What Investors Look Out For 2
This article is written by Jeremiah Uke, a Contributor Author at Startup Istanbul.
Eren Bali is an entrepreneur, CEO, and co-founder of Carbon Health, for 9 years and counting he has also served as a co-founder and CEO of Udemy, an online learning platform used all over the world, Eren was present as a speaker at the Etohum Startup Istanbul 2014 conference, where he narrated his journey with his now global ed-tech startup.
Eren advised the pitching startups at Startup Istanbul on common mistakes to avoid when pitching their solution to investors. Eren saw a company that made a platform that makes it easier and more efficient to get substitute teachers in schools. They are making $100 million after operating for three years, they put over two years of work to do this.
Investors want to see something in your startup that is different, like a goldmine that most people are missing, they also want to feel like if they do not invest in your company, they might regret it later when your company becomes bigger.
Another common error made by startups is in their business models, it matters when your business needs a profitable pay designation for growing, another mistake entrepreneurs make is having more than one business model, you should have just one business model. For Udemy, the one business model was selling courses online. Udemy competitors like Coursera and Udacity were trying to use a smart model where they would hire their best students for companies, to get a referral fee paid by the companies. Some investors bought into this but it is terrible.If your business model takes up to 10 minutes to describe, it is a terrible business model. Most models are straightforward like, I give you a service and you give me money.

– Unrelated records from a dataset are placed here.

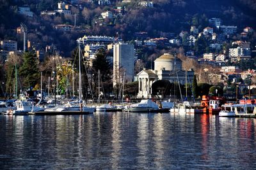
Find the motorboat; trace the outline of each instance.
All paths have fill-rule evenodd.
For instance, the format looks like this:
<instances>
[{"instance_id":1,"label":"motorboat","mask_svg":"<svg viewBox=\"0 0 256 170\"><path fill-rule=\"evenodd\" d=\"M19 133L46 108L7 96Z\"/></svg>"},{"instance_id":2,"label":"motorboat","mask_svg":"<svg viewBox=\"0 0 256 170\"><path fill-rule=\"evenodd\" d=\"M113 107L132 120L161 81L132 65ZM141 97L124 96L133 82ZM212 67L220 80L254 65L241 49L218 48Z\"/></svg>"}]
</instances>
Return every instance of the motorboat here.
<instances>
[{"instance_id":1,"label":"motorboat","mask_svg":"<svg viewBox=\"0 0 256 170\"><path fill-rule=\"evenodd\" d=\"M5 115L28 115L29 112L42 111L44 110L44 108L34 106L33 101L15 101L17 108L15 110L10 109L6 111Z\"/></svg>"},{"instance_id":2,"label":"motorboat","mask_svg":"<svg viewBox=\"0 0 256 170\"><path fill-rule=\"evenodd\" d=\"M143 99L139 103L128 106L127 109L131 112L157 112L159 110L159 106L150 99Z\"/></svg>"},{"instance_id":3,"label":"motorboat","mask_svg":"<svg viewBox=\"0 0 256 170\"><path fill-rule=\"evenodd\" d=\"M234 104L223 104L221 106L221 110L219 113L219 117L236 117Z\"/></svg>"},{"instance_id":4,"label":"motorboat","mask_svg":"<svg viewBox=\"0 0 256 170\"><path fill-rule=\"evenodd\" d=\"M0 103L0 113L6 113L8 110L15 110L16 107L13 106L12 102L1 102Z\"/></svg>"},{"instance_id":5,"label":"motorboat","mask_svg":"<svg viewBox=\"0 0 256 170\"><path fill-rule=\"evenodd\" d=\"M57 114L60 113L72 113L81 112L83 113L93 113L95 110L95 107L86 106L85 104L83 103L79 103L79 104L71 104L68 102L65 104L60 104L54 108L47 108L44 110L45 112L52 112Z\"/></svg>"},{"instance_id":6,"label":"motorboat","mask_svg":"<svg viewBox=\"0 0 256 170\"><path fill-rule=\"evenodd\" d=\"M162 101L159 106L160 112L169 112L171 108L174 106L174 103L173 102L166 102Z\"/></svg>"},{"instance_id":7,"label":"motorboat","mask_svg":"<svg viewBox=\"0 0 256 170\"><path fill-rule=\"evenodd\" d=\"M104 104L96 107L96 111L122 111L122 108L111 104Z\"/></svg>"},{"instance_id":8,"label":"motorboat","mask_svg":"<svg viewBox=\"0 0 256 170\"><path fill-rule=\"evenodd\" d=\"M255 117L256 105L255 104L223 104L220 111L219 117Z\"/></svg>"},{"instance_id":9,"label":"motorboat","mask_svg":"<svg viewBox=\"0 0 256 170\"><path fill-rule=\"evenodd\" d=\"M178 103L175 107L170 110L171 113L195 113L195 109L192 108L192 106L188 101L184 101L182 103Z\"/></svg>"}]
</instances>

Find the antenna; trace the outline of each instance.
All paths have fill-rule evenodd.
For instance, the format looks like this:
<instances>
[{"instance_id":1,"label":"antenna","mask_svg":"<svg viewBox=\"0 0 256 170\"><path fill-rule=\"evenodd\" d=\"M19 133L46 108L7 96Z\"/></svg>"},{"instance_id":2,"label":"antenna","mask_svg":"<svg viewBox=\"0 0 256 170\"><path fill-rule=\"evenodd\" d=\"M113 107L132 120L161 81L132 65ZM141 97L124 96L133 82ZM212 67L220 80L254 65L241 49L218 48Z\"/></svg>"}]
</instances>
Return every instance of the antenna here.
<instances>
[{"instance_id":1,"label":"antenna","mask_svg":"<svg viewBox=\"0 0 256 170\"><path fill-rule=\"evenodd\" d=\"M23 32L23 53L27 50L26 48L26 34L28 32L27 26L24 23L20 23L20 29Z\"/></svg>"}]
</instances>

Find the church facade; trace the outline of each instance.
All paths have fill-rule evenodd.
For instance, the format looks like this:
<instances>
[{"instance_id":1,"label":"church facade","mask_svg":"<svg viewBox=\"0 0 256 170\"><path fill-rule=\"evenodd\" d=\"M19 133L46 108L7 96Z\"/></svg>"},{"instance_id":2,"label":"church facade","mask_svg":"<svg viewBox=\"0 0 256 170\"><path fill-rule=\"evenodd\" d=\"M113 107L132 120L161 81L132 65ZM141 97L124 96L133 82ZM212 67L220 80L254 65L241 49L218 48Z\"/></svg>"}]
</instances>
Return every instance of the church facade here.
<instances>
[{"instance_id":1,"label":"church facade","mask_svg":"<svg viewBox=\"0 0 256 170\"><path fill-rule=\"evenodd\" d=\"M194 72L182 69L182 61L173 55L164 53L154 60L154 70L143 69L137 74L139 90L137 97L151 98L152 84L160 80L166 80L170 83L177 82L184 85L186 81L192 83ZM186 78L187 77L187 79Z\"/></svg>"}]
</instances>

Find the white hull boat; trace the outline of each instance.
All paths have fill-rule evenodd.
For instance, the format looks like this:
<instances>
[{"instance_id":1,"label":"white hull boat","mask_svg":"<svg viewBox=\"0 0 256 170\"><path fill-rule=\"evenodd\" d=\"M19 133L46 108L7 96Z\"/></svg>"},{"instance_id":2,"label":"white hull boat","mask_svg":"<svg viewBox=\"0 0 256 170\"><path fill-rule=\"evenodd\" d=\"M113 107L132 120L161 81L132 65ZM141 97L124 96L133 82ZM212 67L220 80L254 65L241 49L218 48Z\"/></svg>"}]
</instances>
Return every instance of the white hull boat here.
<instances>
[{"instance_id":1,"label":"white hull boat","mask_svg":"<svg viewBox=\"0 0 256 170\"><path fill-rule=\"evenodd\" d=\"M8 110L5 113L6 115L28 115L29 112L33 111L42 111L44 110L44 108L36 106L33 105L33 101L15 101L17 108L15 110Z\"/></svg>"},{"instance_id":2,"label":"white hull boat","mask_svg":"<svg viewBox=\"0 0 256 170\"><path fill-rule=\"evenodd\" d=\"M157 112L159 110L158 105L150 99L141 100L139 103L128 106L127 109L131 112Z\"/></svg>"},{"instance_id":3,"label":"white hull boat","mask_svg":"<svg viewBox=\"0 0 256 170\"><path fill-rule=\"evenodd\" d=\"M96 111L122 111L122 108L109 104L104 104L96 107Z\"/></svg>"}]
</instances>

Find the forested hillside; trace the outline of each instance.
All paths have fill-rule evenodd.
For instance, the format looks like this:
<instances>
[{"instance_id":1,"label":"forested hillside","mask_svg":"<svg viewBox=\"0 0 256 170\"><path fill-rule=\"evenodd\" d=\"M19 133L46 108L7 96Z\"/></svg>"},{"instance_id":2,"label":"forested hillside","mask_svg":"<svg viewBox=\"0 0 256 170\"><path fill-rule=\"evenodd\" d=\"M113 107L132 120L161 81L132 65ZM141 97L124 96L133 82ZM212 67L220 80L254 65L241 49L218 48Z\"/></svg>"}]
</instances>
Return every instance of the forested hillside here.
<instances>
[{"instance_id":1,"label":"forested hillside","mask_svg":"<svg viewBox=\"0 0 256 170\"><path fill-rule=\"evenodd\" d=\"M22 36L15 31L24 22L29 29L28 39L34 45L44 48L54 44L63 55L69 56L76 46L76 39L84 34L115 36L118 33L124 40L130 41L134 39L133 33L140 31L148 32L151 38L159 37L161 32L177 34L181 31L189 31L191 25L202 31L208 26L208 18L212 17L222 18L224 25L237 25L238 31L256 25L256 3L252 0L154 0L153 8L139 6L139 1L132 0L129 3L113 1L109 6L85 1L80 1L80 6L72 5L70 16L49 16L41 15L40 12L56 9L58 1L1 0L0 39L16 40L18 48L21 48ZM18 7L24 5L34 12L33 17L17 13ZM125 11L122 17L113 22L105 20L109 24L98 24L100 13L117 6ZM63 32L53 28L57 24L74 25L75 14L79 29Z\"/></svg>"}]
</instances>

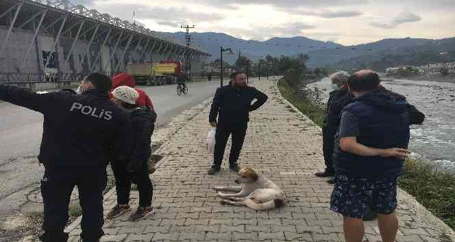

It is important to find a lot of creativity in your business but not in how you make money.
Relative numbers matter more than absolute numbers, the number of uses or traffic you have is not really interesting, but things like the amount of revenue you are growing every week are interesting. If you are in a very early stage such as the pre-funding stage, you should be growing at least 10% per week. Others include the amount of money you make per user or an active user, these kinds of numbers cause smart insights. For example, a startup that pitched earlier mentioned that they make 5% for every user that comes online, these scenarios allow for comparisons between the startup and a big company, you can say “we are making 10 times more than google”.
Something else to note as a startup is that having a lot of business involvement contracts do not work, you should only care about 3 things, one is going from idea to product, building an amazing product and talking to customers, everything else is unnecessary and a waste of time. When you are raising money, you raise funds for a while, and then go back to talking to customers and selling your product.